We have a requirement to set up Kafka MicrosoftSqlServerSource connect. This is to capture all the transactions(insert/update) performing in one of the sales table in Azure SQL database.
In order to bring the support for the above source connect, we have initially enabled CDC at both database and table level. We also created a view out of the source table which will be the input for the source connect( TableType = VIEW in connector configuration). Once we complete the set up at both connector as well as database level, we could see messages flowing to the respective topic created automatically along with the connector as when a new updations/insertions happened at the table level.
One strange behavior we observed while testing is that when we stopped the testing, the last message received in the topic starts getting duplicated until a new message arrived.

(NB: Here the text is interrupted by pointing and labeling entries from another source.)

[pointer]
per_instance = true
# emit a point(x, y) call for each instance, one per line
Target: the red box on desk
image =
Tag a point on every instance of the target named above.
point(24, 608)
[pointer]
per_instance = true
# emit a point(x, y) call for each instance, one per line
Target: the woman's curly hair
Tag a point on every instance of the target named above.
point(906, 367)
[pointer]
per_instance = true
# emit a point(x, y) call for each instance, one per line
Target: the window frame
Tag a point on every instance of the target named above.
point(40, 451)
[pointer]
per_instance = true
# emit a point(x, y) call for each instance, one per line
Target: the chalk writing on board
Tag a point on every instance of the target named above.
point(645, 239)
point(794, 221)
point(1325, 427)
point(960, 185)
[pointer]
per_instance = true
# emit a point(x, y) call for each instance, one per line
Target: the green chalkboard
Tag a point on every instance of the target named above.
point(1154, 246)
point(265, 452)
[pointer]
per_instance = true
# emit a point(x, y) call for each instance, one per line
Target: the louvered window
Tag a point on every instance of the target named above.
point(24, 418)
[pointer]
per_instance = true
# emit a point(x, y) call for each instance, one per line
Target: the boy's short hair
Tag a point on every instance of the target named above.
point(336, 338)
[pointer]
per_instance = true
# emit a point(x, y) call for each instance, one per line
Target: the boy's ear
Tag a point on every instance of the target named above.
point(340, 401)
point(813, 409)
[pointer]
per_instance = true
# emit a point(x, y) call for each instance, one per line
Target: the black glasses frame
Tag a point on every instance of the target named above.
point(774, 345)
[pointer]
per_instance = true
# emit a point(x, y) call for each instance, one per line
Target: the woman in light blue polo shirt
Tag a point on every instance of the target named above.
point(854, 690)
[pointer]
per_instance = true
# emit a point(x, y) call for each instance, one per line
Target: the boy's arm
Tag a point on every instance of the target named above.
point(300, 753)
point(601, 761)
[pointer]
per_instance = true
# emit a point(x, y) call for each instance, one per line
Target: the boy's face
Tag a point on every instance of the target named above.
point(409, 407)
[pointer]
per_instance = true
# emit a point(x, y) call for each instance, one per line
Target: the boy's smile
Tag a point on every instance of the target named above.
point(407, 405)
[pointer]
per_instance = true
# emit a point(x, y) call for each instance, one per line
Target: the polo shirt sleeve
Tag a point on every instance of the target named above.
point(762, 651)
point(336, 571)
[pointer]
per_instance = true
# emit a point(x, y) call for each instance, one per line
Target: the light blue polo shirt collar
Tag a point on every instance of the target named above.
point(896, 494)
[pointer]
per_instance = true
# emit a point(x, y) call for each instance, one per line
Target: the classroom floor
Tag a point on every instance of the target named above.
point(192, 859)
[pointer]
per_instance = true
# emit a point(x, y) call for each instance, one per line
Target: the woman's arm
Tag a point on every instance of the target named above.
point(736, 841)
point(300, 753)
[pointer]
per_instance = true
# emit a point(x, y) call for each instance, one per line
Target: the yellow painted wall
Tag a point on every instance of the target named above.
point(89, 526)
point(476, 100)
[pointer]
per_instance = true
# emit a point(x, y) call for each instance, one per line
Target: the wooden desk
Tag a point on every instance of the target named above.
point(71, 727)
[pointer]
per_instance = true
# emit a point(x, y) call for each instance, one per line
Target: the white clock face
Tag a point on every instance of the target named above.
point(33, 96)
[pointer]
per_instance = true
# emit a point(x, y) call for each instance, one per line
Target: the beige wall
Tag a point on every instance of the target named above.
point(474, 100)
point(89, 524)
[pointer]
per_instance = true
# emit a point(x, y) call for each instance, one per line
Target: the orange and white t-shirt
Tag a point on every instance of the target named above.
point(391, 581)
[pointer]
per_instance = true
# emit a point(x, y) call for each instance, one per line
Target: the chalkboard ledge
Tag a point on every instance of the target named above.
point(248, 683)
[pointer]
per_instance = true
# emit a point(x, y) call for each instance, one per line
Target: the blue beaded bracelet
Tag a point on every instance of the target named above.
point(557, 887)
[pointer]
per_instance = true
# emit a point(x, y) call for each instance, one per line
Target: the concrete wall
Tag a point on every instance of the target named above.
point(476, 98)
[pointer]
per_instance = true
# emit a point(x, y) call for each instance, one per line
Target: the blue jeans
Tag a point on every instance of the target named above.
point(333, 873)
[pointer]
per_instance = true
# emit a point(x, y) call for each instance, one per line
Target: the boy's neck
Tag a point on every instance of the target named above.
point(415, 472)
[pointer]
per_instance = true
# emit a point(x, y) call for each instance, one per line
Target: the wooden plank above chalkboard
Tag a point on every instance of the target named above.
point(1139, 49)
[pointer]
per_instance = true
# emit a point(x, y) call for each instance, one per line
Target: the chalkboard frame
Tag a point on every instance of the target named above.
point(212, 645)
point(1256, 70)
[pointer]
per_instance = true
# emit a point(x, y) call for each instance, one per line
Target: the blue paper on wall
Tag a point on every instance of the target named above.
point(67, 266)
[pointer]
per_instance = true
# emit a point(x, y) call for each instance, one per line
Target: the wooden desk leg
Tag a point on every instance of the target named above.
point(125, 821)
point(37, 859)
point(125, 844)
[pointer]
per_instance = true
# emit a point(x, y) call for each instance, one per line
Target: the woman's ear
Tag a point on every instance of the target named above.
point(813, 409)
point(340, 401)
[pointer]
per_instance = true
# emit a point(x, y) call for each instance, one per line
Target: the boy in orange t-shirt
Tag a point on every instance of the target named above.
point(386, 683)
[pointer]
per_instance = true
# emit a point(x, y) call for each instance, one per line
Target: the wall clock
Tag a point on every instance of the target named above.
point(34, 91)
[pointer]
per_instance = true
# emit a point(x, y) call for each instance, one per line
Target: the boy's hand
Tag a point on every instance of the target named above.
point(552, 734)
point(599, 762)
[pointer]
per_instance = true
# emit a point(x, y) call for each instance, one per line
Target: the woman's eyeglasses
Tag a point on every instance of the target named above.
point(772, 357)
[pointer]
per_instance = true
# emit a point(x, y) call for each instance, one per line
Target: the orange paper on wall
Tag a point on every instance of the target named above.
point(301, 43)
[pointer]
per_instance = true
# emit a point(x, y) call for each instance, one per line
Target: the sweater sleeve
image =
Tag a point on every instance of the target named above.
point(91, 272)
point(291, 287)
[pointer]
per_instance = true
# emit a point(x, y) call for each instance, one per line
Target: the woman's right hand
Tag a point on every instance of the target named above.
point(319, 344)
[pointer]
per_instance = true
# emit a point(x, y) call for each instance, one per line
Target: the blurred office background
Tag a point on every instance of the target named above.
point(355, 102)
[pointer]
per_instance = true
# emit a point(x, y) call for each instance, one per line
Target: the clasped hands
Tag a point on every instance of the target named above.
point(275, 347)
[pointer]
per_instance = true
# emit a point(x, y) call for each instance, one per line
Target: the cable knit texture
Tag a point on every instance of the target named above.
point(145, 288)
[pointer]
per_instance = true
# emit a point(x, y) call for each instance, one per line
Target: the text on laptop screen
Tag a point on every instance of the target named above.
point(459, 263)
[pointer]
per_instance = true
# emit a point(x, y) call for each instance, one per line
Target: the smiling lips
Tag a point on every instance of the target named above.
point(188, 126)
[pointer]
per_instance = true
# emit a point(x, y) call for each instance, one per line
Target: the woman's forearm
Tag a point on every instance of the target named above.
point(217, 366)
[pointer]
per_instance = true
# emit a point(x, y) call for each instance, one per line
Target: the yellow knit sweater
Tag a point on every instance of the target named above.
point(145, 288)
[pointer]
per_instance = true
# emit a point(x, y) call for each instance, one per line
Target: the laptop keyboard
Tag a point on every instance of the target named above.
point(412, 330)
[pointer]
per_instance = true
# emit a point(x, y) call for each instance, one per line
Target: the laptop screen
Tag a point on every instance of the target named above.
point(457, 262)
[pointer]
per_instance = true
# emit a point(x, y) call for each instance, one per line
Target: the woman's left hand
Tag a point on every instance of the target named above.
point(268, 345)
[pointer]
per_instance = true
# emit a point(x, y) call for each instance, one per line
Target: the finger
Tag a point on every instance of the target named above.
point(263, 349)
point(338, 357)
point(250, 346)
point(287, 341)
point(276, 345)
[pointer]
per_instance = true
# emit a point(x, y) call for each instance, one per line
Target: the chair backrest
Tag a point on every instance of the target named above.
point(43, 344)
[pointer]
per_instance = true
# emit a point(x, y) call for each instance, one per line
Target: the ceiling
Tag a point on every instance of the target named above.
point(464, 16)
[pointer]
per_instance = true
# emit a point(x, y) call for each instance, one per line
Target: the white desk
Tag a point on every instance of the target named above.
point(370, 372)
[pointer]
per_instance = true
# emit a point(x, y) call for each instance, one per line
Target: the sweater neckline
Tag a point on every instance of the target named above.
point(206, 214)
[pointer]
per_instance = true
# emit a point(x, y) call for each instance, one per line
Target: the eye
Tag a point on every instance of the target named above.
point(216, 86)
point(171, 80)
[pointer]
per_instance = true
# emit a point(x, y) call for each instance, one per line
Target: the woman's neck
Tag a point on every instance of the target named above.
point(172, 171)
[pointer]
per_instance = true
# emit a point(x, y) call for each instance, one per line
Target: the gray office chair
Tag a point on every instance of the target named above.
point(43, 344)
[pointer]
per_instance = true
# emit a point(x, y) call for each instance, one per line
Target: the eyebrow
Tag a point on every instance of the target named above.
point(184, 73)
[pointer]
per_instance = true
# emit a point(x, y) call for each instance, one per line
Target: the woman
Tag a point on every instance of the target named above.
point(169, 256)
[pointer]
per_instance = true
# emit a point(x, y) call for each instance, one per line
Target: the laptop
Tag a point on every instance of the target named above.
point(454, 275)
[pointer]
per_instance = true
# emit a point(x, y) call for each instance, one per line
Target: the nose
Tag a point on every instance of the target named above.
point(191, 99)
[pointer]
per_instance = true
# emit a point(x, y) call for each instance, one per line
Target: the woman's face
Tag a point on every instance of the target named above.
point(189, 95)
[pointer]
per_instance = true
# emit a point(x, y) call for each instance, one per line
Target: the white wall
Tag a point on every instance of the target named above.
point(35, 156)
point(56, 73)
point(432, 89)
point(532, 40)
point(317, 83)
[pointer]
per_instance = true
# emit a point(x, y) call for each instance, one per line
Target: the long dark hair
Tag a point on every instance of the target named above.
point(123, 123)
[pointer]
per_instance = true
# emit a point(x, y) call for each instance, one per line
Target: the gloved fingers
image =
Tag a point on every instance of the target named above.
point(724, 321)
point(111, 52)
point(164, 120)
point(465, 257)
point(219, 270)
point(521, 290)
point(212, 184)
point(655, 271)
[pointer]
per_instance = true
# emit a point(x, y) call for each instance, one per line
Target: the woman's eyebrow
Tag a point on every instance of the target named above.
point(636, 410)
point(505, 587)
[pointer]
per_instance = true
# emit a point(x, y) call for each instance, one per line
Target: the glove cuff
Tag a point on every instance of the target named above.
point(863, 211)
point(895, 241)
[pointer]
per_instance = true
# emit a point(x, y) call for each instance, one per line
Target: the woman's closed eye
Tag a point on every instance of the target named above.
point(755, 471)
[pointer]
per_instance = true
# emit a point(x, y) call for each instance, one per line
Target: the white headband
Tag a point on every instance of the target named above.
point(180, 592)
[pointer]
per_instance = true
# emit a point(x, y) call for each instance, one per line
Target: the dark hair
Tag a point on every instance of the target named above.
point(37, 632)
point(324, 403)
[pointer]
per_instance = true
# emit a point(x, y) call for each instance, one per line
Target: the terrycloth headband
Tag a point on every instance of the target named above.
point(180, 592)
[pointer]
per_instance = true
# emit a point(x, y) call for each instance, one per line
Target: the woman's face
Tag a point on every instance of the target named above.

Could you please help us to understand whether this is a system behavior? Or Did we miss any configuration that has resulted in these duplicate entries. Please guide us on how we can tackle the above duplicate issue.
Attaching the snapshot
Connector Summary
Connector Class = MicrosoftSqlServerSource
Max Tasks = 1
kafka.auth.mode = SERVICE_ACCOUNT
kafka.service.account.id = **********
topic.prefix = ***********
connection.host = **************8
connection.port = 1433
connection.user = ***************
db.name = **************88
table.whitelist = item_status_view
timestamp.column.name = ProcessedDateTime
incrementing.column.name = SalesandRefundItemStatusID
table.types = VIEW
schema.pattern = dbo
db.timezone = Europe/London
mode = timestamp+incrementing
timestamp.initial = -1
poll.interval.ms = 10000
batch.max.rows = 1000
timestamp.delay.interval.ms = 30000
output.data.format = JSON